LA STAMPA MOESANA SI È FUSA.

Ho appreso dell’avvenuta fusione decisa il 21 agosto dall’Associazione amici del San Bernardino, editrice del settimanale Il San Bernardino, fondato nel 1893, con l’altro ebdomadario vallerano La Voce delle Valli.
La cosa non mi meraviglia affatto; infatti da più di un anno sospettavo che in gran segreto (ma non troppo) si tramasse questo connubio e le mie previsioni si sono esattamente confermate.
In una regione, il Moesano, dove da molto tempo si continua a blaterare su fusioni comunali e anche regionali (tra Calanca e Mesolcina), che sono solo parole al vento sulle labbra di parecchi politici, ma che, così come stanno le cose, non si realizzeranno tanto presto, a qualcuno potrebbe far piacere che almeno con due pubblicazioni regionali si è riusciti a fondersi.

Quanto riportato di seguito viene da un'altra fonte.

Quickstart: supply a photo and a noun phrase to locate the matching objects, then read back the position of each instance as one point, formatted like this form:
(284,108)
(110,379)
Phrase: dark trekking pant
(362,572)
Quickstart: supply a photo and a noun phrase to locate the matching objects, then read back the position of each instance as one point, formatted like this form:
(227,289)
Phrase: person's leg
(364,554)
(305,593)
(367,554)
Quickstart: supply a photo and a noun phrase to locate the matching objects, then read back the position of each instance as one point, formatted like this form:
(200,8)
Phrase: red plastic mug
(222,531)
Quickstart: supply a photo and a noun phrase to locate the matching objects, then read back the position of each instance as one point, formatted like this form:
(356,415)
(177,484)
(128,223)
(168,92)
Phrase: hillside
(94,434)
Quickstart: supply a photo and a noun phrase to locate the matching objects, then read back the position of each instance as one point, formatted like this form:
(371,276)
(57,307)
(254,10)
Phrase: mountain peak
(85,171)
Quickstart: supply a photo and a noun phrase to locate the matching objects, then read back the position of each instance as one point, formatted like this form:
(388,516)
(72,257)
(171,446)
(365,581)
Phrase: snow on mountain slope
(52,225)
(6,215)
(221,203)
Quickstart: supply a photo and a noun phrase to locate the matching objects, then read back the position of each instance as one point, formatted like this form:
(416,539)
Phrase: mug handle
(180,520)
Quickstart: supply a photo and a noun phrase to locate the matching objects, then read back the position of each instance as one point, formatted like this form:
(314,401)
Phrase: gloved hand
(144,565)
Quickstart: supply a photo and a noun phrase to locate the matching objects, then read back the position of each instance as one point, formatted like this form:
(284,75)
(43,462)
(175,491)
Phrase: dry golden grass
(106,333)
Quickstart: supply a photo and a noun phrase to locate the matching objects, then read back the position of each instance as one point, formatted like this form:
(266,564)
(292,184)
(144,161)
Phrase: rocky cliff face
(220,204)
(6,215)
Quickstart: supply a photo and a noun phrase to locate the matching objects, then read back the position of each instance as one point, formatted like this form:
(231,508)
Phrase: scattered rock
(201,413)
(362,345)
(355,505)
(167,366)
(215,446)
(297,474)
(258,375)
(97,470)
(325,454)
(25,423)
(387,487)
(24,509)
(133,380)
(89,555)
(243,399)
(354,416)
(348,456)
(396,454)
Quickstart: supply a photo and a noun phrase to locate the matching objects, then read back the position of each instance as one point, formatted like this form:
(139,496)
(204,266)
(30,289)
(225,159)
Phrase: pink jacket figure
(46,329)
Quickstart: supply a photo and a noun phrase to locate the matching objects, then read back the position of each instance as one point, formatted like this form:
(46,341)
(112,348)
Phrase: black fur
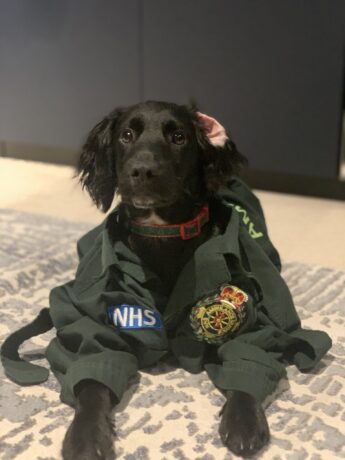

Si è giustificata l’operazione con necessità finanziarie, in particolare con l’aumento delle tariffe postali per i giornali.
Faccio notare che io ho collaborato regolarmente per più di venti anni, dal 7 gennaio 1982 a La Voce delle Valli e dal 1983 fino al termine del 2008 a Il San Bernardino, a titolo assolutamente gratuito e con tutte le spese annesse a mio carico, con centinaia di miei articoli storici riguardanti Mesolcina e Calanca.
Negli ultimi anni le due pubblicazioni si sono ridotte molto male, sia per i contenuti, sia per la conseguenza di questo che ha causato uno stillicidio di abbonati.
Così i responsabili hanno pensato di fare l’unione che dovrebbe permettere, secondo loro, di raddoppiare il numero degli abbonati, ma non certo la pubblicità e gli abbonamenti.
E qui comincia a cascare l’asino per la prima volta.
Dagli elenchi degli abbonati alle due pubblicazioni in mio possesso, risulta che una parte notevole degli abbonati lo è già a tutti e due i settimanali: quindi raddoppio escluso, anzi perdita di canoni di abbonamento, visto che con un solo pagamento di CHF 66.— si potranno leggere i due precedenti ebdomadari.
Le ditte che faranno gli inserti pubblicitari e i privati con gli annunci mortuari, lo faranno una sola volta, risparmiando loro, ma dimezzando gli incassi.
Inoltre fare un giornale con due redazioni separate ed autonome potrà produrre notevoli divergenze, onde evitare contraddizioni di opinioni, sempre palesi anche negli ultimi anni.
Se poi si conosce un po’ la storia che ha contrassegnato le due pubblicazioni per molti anni, non solo per differenze di ordine politico, bensì anche per idee morali ed etiche, mi sembra chiaro che molti vecchi abbonati non rinnoveranno l’abbonamento.
Il San Bernardino può contare sul lodevolissimo lavoro svolto dal redattore Padre Marco, gratis et amore Dei, mentre per La Voce delle Valli, l’editore Rezzonico di Locarno, tutti gli anni doveva coprire la falla del rimborso spese al redattore Marco Tognola di almeno 20’000 CHF, così come mi è stato comunicato, ma forse non è così, anche il Tognola lavora a titolo assolutamente gratuito.
Ho letto il commento di Brontolo sul giornale on-line ilMoesano, che condivido pienamente.
E come sempre capita in questi casi, anche persone che non hanno mai fatto niente per Il San Bernardino - laiche e religiose - hanno voluto mettere il becco nella faccenda, appoggiando l’idea della fusione (alla quale magari qualche giorno prima erano assolutamente contrari) dimostrando così, come scriveva Montaigne nel Seicento che “Il n’y a que les imbecilles qui ne changent jamais d’opinion” e che io traduco nei nostri dialetti con “Anch in Mesolcina de quèrc per tutt i pignàtt ghe n’è un bel po’”.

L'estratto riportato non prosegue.